The objectives of this study were to assess the rate of discrepancies between radiology residents and faculty radiologists at an academic hospital using the RADPEER(™) scoring language and to determine if a correlation existed between assigned RADPEER score (2, 3, or 4) and the clinical significance of the error. Over 19 months, preliminary resident interpretations were graded using the RADPEER scoring system. A retrospective review of discrepant cases was performed to assess the percentage of discrepancy, change in clinical management, and identification of error patterns. Of 2,255 preliminary interpretations, 29 discrepancies (1.29%) were judged to be potentially clinically significant. Of these, 14 (0.62%) resulted in immediate changes in clinical management. Discrepancies assigned RADPEER scores of 3 or 4 were significantly more likely to be judged clinically significant than those assigned scores of 2 (54.5% of 33 studies graded 3 or 4 and 7.7% of 142 studies graded 2, P < .0001).

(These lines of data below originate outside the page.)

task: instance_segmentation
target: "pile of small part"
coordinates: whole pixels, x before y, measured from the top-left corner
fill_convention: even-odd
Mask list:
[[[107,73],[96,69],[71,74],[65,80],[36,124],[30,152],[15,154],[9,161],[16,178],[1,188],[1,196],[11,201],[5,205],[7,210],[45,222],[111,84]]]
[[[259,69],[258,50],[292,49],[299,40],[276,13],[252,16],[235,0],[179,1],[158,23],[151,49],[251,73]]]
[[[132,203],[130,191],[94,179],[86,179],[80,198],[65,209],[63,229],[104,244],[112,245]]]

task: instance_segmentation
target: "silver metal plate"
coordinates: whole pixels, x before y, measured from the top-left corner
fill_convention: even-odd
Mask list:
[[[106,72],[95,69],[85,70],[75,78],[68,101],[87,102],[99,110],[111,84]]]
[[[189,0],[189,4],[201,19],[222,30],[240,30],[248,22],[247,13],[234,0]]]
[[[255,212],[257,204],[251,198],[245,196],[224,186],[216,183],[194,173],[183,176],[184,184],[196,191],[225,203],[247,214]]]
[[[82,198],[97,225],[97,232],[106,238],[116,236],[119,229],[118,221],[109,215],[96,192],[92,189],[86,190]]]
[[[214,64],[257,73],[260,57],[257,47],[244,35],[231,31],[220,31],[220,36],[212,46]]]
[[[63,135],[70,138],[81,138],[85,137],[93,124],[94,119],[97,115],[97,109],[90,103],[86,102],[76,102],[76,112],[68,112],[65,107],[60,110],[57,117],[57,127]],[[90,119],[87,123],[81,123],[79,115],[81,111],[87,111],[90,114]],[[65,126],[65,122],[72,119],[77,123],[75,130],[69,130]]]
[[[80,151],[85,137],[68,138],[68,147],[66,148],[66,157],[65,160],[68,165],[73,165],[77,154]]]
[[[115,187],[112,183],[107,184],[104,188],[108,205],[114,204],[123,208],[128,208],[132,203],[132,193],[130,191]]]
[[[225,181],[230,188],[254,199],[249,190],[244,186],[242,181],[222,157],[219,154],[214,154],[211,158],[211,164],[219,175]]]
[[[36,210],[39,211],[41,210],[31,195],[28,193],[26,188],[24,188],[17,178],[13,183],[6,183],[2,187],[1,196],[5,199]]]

CT imaging generated a higher percentage of discrepancies that were predicted to be clinically significant than plain-film radiography, as well as a higher percentage of discrepancies that resulted in immediate changes in management, but the incidence of each remained low overall (≤2.1%). Discrepancy rates in this study are comparable with previously reported data for discrepancies between attending radiologists and those between attending radiologists and residents data. A significant correlation was observed between increasing RADPEER scores and the clinical significance of discrepancies. This study supports the use of the RADPEER scoring language as both a resident quality assurance measure and an educational tool for quality improvement.